As her husband's income became increasingly erratic due to his drinking, Hurley returned to university and graduated from Holy Names College in 1959 with a bachelor of arts degree in education. Two years later, she began to teach again, at the Trent School outside of Spokane. Her husband died of cancer in 1968.

Throughout her time in the legislature, she was unwilling to follow the Democratic Party line, voting against their bills if they raised taxes or catered to the interests of the party leaders, who were mostly from Western Washington. On one collective bargaining bill, she ran out of the House chambers to delay the proceedings. Things came to a head in 1963 with the re-election of O'Brien as speaker. He had previously refused to bring her bill, which would have required a public vote before private power companies could be taken over by the government, to a vote. In response, she worked with fellow Democratic legislator William S. Day to assemble a group of eight Democrats who would vote with Republicans to remove O'Brien as speaker in favor of Day. At the re-opening of the legislature on January 14, 1963, O'Brien, a Republican candidate and Day were each nominated as speaker. There were two inconclusive ballots before the Republicans switched their votes with the eight Democrats, leading to Day being elected on the third ballot. Widely considered a coalition session, Hurley was appointed as a floor leader but she was not popular with her party, who would not eat lunch with her. She faced opposition in the Democratic primary but was easily re-elected. She was invited to join the Republican caucus but she declined.

In 1971, she fought against a proposal by the Washington State Department of Transportation to build a north-south freeway through her district.
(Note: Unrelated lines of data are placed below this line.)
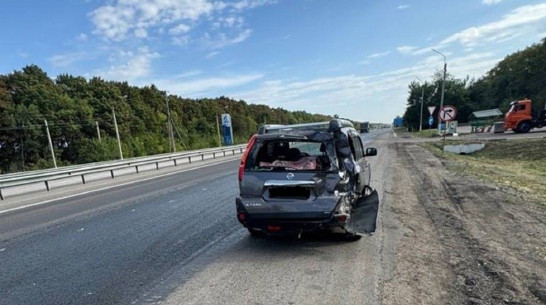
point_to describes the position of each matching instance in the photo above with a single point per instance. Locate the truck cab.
(519, 117)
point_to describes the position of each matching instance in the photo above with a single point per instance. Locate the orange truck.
(520, 119)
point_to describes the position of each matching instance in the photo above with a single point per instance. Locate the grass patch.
(518, 164)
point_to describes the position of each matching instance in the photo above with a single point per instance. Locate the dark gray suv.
(307, 177)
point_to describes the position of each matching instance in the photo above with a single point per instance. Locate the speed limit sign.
(447, 113)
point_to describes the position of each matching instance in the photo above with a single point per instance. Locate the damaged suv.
(307, 177)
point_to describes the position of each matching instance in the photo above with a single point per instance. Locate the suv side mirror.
(370, 151)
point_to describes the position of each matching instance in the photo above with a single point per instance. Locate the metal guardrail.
(46, 176)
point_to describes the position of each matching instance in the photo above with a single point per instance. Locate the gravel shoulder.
(467, 242)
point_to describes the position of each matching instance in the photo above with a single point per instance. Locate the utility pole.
(171, 133)
(98, 130)
(117, 133)
(422, 102)
(50, 145)
(443, 89)
(218, 130)
(23, 146)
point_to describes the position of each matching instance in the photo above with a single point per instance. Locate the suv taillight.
(245, 155)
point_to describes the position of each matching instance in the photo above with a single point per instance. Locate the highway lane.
(103, 248)
(175, 239)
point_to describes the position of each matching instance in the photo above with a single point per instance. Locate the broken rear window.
(292, 155)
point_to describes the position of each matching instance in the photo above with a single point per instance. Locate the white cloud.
(141, 33)
(125, 18)
(64, 60)
(81, 37)
(359, 96)
(491, 2)
(181, 40)
(222, 40)
(378, 55)
(212, 54)
(134, 66)
(406, 49)
(180, 29)
(521, 21)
She introduced various bills to block the construction, including a requirement for freeway plans to be submitted to the Department of Ecology to assess air quality and ground pollution impacts, but she found them all countered by opposing bills. She wrote a formal remonstrance in which she alleged that the department was "consuming huge sums of tax money, rooting up whole communities and covering them with concrete and asphalt", although it was ruled to be out of order by the Republican speaker. Her bill passed and the project was delayed by decades, finally breaking ground in 2001, with the route changing to avoid the Hamilton-Nevada street corridor, which she particularly opposed.

=== Washington State Senate ===
She was easily re-elected by her district but, frustrated with fellow Democrats, she considered leaving the House. In 1979, the death of state senator James Keefe led to Hurley contesting the state senate in the 3rd district. She was endorsed by The Spokesman-Review in the 1979 by-election and received 75 percent of the vote on November 6, 1979. She resigned from the House on November 28, 1979. She was re-elected the following year in the general election. In the senate, she became involved with environmental activism as a member of the ecology and energy committees, including opposing clear-cutting. She spoke about a scandal at the Washington Public Power Supply System in Hanford, where whistleblowers had reported dangerous construction and the potential release of radioactive materials. She also opposed the construction of a nuclear waste dump in Hanford, which was never built.

== Later life ==
In 1984, she decided not to run for re-election and left public life, retiring to Spokane. She met Leonard Peterson on a cruise and the couple married in 1991. The stare senate passed resolution 1991-8701 to wish them the best. They were together until Peterson's death in 2012. She moved to a retirement home in Tacoma, where she turned 100 in 2009. She died on August 29, 2015, at the age of 105. She received a number of honors, including the Marian Medal, the highest honor of her alma mater.